Homework is Completed By:

Writer Writer Name Amount Client Comments & Rating
Instant Homework Helper

ONLINE

Instant Homework Helper

$36

She helped me in last minute in a very reasonable price. She is a lifesaver, I got A+ grade in my homework, I will surely hire her again for my next assignments, Thumbs Up!

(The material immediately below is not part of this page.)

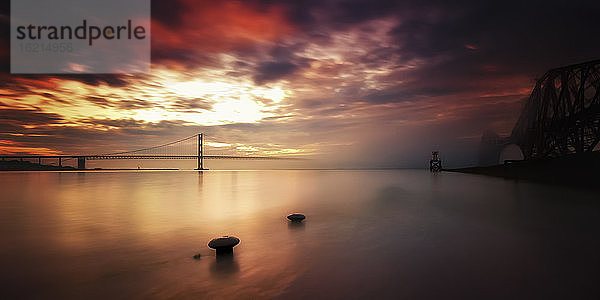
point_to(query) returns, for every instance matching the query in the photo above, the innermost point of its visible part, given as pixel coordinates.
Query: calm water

Order & Get This Solution Within 3 Hours in $25/Page

Custom Original Solution And Get A+ Grades

  • 100% Plagiarism Free
  • Proper APA/MLA/Harvard Referencing
  • Delivery in 3 Hours After Placing Order
  • Free Turnitin Report
  • Unlimited Revisions
  • Privacy Guaranteed

Order & Get This Solution Within 6 Hours in $20/Page

Custom Original Solution And Get A+ Grades

  • 100% Plagiarism Free
  • Proper APA/MLA/Harvard Referencing
  • Delivery in 6 Hours After Placing Order
  • Free Turnitin Report
  • Unlimited Revisions
  • Privacy Guaranteed

Order & Get This Solution Within 12 Hours in $15/Page

Custom Original Solution And Get A+ Grades

  • 100% Plagiarism Free
  • Proper APA/MLA/Harvard Referencing
  • Delivery in 12 Hours After Placing Order
  • Free Turnitin Report
  • Unlimited Revisions
  • Privacy Guaranteed

6 writers have sent their proposals to do this homework:

Top Quality Assignments
Phd Writer
Smart Tutor
Top Academic Tutor
Engineering Help
Supreme Essay Writer
Writer Writer Name Offer Chat
Top Quality Assignments

ONLINE

Top Quality Assignments

I am a PhD writer with 10 years of experience. I will be delivering high-quality, plagiarism-free work to you in the minimum amount of time. Waiting for your message.

$35 Chat With Writer
Phd Writer

ONLINE

Phd Writer

This project is my strength and I can fulfill your requirements properly within your given deadline. I always give plagiarism-free work to my clients at very competitive prices.

$24 Chat With Writer
Smart Tutor

ONLINE

Smart Tutor

I can assist you in plagiarism free writing as I have already done several related projects of writing. I have a master qualification with 5 years’ experience in; Essay Writing, Case Study Writing, Report Writing.

$35 Chat With Writer
Top Academic Tutor

ONLINE

Top Academic Tutor

I have written research reports, assignments, thesis, research proposals, and dissertations for different level students and on different subjects.

$38 Chat With Writer
Engineering Help

ONLINE

Engineering Help

I am a professional and experienced writer and I have written research reports, proposals, essays, thesis and dissertations on a variety of topics.

$40 Chat With Writer
Supreme Essay Writer

ONLINE

Supreme Essay Writer

I have read your project details and I can provide you QUALITY WORK within your given timeline and budget.

$23 Chat With Writer

Let our expert academic writers to help you in achieving a+ grades in your homework, assignment, quiz or exam.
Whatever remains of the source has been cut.